Gustavo Pessin got his D.Sc. in Computer Science at the University of Sao Paulo, as a member of the Mobile Robotics Lab. During his D.Sc. Pessin carried out research with the Robotics Lab, at the Heriot-Watt University, Edinburgh, UK and the Communication and Distributed Systems Group, at the Universität Bern, Switzerland. In 2015, Pessin had a Visiting Scholar position within the Media Lab at the Massachusetts Institute of Technology. Currently, Pessin is an Associated Researcher within the Robotics Lab, at the Vale Institute of Technology. The bulk of his research is related to intelligent systems and mobile robots.
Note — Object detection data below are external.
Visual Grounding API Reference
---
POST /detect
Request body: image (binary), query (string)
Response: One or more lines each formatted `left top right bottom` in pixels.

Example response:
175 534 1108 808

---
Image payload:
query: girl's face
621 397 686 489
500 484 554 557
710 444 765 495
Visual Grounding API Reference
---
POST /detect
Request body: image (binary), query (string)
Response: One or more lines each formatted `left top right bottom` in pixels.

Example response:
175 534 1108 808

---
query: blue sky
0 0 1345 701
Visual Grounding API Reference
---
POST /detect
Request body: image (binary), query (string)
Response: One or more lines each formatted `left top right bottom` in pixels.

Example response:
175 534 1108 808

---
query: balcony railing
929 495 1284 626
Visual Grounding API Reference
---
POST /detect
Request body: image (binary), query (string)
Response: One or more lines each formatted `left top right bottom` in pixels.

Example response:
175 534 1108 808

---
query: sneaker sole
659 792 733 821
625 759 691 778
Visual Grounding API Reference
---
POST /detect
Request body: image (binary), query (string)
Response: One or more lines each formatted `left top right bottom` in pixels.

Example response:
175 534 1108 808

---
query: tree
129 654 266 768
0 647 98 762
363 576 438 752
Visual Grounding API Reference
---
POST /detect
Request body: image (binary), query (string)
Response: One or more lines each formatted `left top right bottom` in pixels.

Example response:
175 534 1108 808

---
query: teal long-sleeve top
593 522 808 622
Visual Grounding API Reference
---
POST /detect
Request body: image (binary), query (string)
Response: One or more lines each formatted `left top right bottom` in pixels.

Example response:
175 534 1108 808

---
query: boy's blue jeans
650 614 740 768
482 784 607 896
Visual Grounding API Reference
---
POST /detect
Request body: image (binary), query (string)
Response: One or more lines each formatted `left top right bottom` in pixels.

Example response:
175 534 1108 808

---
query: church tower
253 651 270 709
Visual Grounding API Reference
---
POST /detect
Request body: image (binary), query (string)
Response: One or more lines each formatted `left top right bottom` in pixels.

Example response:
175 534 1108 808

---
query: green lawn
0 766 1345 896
Leandro A. Villas is an Associate Professor and director in the Institute of Computing at the University of Campinas (Unicamp), Brazil. In 2012 he received the title of Doctor of Computer Science at the Federal University of Minas Gerais, having worked in the area of data collection in wireless sensor networks. He spent a year in the PARADISE laboratory at SITE (School of Information Technology and Engineering) at the University of Ottawa, Canada, as part of his sandwich doctorate. In 2007 he received the title of Master in Computer Science from the Federal University of São Carlos, having worked in the area of routing solutions for wireless sensor networks. Leandro has published 50+ papers in international journals and 120+ in conferences. Six of those papers received the best paperaward. Moreover, he received the Latin America Young Professional Award, IEEE Communications Society, and the Excellence Award from the Institute of Computingat Unicamp.